Could it also be that the lifting of the ban on eating animal flesh played into the deterioration of human life? Do the vegetarians among us know some things we ought to be following?
Some say simply that God’s curse was upon us, period. That He needs no means whereby to do that curing. He simply instituted a slow death upon us that will one day result in our total annihilation should Jesus not return in time.
Which He will, of course.
Put all of this and perhaps other factors into the mixture, and the description goes something like this:
Since Noah there has never been a man – of record – who has lived as many as 700 years.
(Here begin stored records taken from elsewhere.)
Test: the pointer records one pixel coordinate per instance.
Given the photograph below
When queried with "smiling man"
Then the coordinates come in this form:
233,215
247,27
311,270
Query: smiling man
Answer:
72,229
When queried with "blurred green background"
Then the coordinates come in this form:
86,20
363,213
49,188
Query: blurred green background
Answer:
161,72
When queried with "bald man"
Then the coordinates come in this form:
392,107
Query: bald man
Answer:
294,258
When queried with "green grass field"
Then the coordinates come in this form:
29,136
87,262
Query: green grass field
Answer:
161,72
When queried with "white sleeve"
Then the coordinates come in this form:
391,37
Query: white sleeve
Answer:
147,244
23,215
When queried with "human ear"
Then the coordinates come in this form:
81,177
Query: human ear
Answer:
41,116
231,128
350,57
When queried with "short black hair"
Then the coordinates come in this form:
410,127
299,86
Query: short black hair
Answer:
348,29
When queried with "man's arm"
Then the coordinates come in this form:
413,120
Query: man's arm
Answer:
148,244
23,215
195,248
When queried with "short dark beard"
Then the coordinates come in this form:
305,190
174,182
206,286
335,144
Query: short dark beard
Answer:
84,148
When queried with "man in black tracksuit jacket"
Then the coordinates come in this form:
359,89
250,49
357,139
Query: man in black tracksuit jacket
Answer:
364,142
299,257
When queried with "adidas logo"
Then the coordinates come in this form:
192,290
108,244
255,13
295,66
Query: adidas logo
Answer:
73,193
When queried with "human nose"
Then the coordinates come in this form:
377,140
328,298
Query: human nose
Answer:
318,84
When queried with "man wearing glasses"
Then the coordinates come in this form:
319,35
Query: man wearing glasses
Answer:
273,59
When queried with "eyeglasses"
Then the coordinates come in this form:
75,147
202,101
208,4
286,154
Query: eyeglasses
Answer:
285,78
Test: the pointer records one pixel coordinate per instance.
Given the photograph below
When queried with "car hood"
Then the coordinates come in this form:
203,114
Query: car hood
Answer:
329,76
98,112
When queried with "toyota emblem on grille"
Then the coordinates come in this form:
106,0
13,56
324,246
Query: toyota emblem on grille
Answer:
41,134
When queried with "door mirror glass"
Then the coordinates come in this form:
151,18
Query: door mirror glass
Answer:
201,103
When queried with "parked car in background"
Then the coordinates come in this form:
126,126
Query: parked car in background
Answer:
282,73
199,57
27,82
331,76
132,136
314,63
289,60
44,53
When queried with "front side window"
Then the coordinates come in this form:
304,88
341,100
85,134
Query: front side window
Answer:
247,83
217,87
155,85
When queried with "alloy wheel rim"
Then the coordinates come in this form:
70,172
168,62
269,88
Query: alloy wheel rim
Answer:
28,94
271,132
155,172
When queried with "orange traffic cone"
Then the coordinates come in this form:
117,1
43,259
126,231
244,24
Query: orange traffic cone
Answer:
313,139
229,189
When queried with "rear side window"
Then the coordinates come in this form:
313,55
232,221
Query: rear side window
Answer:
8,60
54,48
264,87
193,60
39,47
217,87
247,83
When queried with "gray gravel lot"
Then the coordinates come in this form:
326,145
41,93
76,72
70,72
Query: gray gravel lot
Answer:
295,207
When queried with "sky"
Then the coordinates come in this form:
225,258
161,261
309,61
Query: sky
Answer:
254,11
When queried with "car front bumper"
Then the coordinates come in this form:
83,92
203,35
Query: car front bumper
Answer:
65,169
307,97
Quite the contrary, the numbers since the flood are progressively lower, generation after generation.
Noah’s son Shem was 600 at death. Shem’s son, 438. His son, 433. Then there was 464, 239, 230, and then the grand-father of Abraham, 148. His son terah, 205. Abraham himself dies at 175. But the record says that he died at a “good old age, an old man, full of years.” Noah, 930 years, but Abraham’s life is full and complete at 175.
Likewise his son Isaac, 180. And remember Jacob’s classic conversation with the reigning Pharaoh who is told by the patriarch that his days have been “few and evil.” He eventually dies at 147. Few indeed, by comparison!
Jacob’s favorite, Joseph, only makes it to 110.
The odds keep going down through the Pentateuch, with only superstars defying them. Moses dies at 120, and he is considered remarkable in that “his eyes were not dim, his natural vigor was not diminished.”
Psalm 90:10 seems to set the standard for the rest of recorded history. It is Moses contemplating life and commenting that the days of man are threescore and ten, unless by reason of strength he is allowed to see fourscore years.
The great King David only survived to the first of those levels.
Through Biblical and secular history there have been many variations on the theme, but 70-80 still stands as a guideline. The greatest life expectancy in today’s world is in Japan (84). The United States is around 30th on the list, but still posts 79 years as a norm. Much of Africa is on the other side of things, 50’s and 60’s, with Sierra Leone one of the worst, 46 short years!
But the worldwide average is not far from what Moses said 3500 years ago: 67.5.
In each shortening of the age of men, God shows consistently that He is not interested in how long, but how well. We think of Peter Marshall and Charles Spurgeon. Biblically we see most of the apostles, and Stephen, and Jesus Himself. Their relatively short lives produced eternal results unimaginable. We don’t rule out the John’s and the Daniel’s, for sure, but the important thing for us is to be faithful daily with whatever days he gives us.